The Snow Empress
- Front Cover
- Author: Laura Joh Rowland
- Cover artist: Pete Garceau (Jacket Design), Temple photograph © Panoramic Images, Empress photograph courtesy of Veer.com
- Language: English
- Series: Sano Ichirō
- Genre: Detective, Mystery
- Publisher: St. Martin's Minotaur
- Publication date: November 2007
- Media type: hardback
- Pages: 293
- ISBN: 0-312-36542-X
- OCLC: 154309118
- Dewey Decimal: 813/.54 22
- LC Class: PS3568.O934 S66 2007
- Preceded by: The Red Chrysanthemum
- Followed by: The Fire Kimono

= The Snow Empress =

2007 novel by Laura Joh Rowland

The Snow Empress is a 2007 mystery novel written by Laura Joh Rowland, set in the Genroku (AD 1688–1704) of historical Japan It is the 12th book in the Sano Ichirō series.

It combines a murder mystery with a portrayal of the strained, and often xenophobic relations between the Japanese rulers and the aboriginal inhabitants of Hokkaido, the Ainu (then called the Ezo).

==Plot summary==
The prologue begins in autumn of 1699, with the murder of an unidentified woman in Hokkaido, followed by the kidnapping of Sano Masahiro, son of the Shogun's Lord Chamberlain, Sano Ichiro, at the autumn festivities at the Zōjō Temple in Edo city.

Several months later, Sano is summoned by the shogun to undertake a mission. Lord Matsumae (松前矩広), who administers the country's northernmost domain, has failed to report to the capital as scheduled, and messengers despatched to Hokkaido have not returned. With tensions rising between Sano and his rival, Lord Matsudaira, the last thing Sano wants is to leave Edo, but Matsudaira produces the piece of a toy sword belonging to Masahiro: it seems Matsudaira's agents have sent Sano's son north, leaving him no choice but to go to Ezogashima.

Left with little choice, Sano departs, accompanied by a small retinue, including his wife Reiko, his chief retainer Hirata (平田), and "The Rat", an Ezo migrant to Edo. Hirata had been training with an ancient martial arts mystic when he sensed Sano was in trouble. He also sensed that the attainment of the next level of mastery which had eluded him would be found in the mission.
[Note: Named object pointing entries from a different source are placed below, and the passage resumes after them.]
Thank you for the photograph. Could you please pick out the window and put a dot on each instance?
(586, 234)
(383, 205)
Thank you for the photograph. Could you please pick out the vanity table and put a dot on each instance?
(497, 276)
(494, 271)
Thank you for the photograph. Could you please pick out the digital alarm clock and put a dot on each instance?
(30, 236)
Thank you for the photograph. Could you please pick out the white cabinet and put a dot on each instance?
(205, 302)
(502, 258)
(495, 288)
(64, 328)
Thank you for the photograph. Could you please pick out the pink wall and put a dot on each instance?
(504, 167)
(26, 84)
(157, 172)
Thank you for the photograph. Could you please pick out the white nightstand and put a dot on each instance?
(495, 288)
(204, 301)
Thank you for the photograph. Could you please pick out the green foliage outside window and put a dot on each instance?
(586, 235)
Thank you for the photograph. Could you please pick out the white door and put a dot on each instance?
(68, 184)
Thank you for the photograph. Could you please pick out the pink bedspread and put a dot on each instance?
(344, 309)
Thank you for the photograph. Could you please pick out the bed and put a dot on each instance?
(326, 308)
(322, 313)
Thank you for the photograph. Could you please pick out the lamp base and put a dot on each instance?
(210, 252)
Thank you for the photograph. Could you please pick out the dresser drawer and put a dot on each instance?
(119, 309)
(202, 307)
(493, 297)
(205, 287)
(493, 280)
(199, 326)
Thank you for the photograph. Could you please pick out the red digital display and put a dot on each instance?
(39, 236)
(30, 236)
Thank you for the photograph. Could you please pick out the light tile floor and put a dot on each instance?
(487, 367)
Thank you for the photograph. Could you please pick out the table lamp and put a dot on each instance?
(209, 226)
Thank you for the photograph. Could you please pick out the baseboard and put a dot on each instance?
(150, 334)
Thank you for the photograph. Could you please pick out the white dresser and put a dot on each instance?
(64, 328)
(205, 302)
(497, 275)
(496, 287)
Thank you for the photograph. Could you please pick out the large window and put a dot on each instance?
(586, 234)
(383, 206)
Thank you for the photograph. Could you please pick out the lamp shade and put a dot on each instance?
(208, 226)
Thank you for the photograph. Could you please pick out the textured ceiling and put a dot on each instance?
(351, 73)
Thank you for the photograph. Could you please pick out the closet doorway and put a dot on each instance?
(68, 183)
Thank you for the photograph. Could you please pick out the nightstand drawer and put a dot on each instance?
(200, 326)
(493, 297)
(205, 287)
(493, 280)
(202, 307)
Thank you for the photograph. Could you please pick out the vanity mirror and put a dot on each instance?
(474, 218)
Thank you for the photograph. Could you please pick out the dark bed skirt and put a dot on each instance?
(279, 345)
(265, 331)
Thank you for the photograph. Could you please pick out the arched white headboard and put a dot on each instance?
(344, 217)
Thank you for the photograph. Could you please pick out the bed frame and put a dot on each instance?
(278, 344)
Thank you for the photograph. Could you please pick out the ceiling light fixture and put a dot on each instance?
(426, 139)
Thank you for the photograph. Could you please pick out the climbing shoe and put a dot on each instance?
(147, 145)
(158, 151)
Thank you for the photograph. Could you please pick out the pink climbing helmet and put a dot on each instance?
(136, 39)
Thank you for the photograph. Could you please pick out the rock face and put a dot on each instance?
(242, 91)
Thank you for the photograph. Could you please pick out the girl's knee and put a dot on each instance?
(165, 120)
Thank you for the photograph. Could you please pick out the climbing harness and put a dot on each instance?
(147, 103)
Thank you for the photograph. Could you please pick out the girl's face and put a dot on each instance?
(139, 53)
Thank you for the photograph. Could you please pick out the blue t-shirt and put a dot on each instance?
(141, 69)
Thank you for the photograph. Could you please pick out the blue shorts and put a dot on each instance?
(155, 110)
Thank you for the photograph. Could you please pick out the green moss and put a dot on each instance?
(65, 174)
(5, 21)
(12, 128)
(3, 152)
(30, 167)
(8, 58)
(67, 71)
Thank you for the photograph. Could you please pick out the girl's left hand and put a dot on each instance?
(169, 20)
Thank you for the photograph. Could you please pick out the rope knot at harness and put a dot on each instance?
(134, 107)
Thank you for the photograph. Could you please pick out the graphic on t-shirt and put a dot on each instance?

The mission was almost over before it began when their ship was wrecked off the coast of Hokkaido. The survivors were found and sheltered by local natives who refer to themselves as the Ainu instead of the derisive term Ezo used by the Japanese. The Ainu were much spiritually closer to their natural world than the Japanese, and in there Hirata sensed the key to his breakthrough.

When Sano finally managed to get an audience with Lord Matsumae in his court at his castle in Fukuyama, he found the daimyō half-mad with grief at the unsolved murder of his favourite concubine, who was an Ainu native.

In order to locate and rescue his son, Sano agreed to investigate the murder to find the real culprit. He was simultaneously assisted and hindered by the daimyo's retainers, who on the one hand had little regard for the concubine for her perceived barbaric background, and on the other hand, desired their master's return to normalcy.

As the story developed, Sano and his friends got a first-hand glimpse on the little-known effects of the impacts and clashes of the "civilised" Japanese people intruding into the lives of the natives who were of very different backgrounds and views of the world.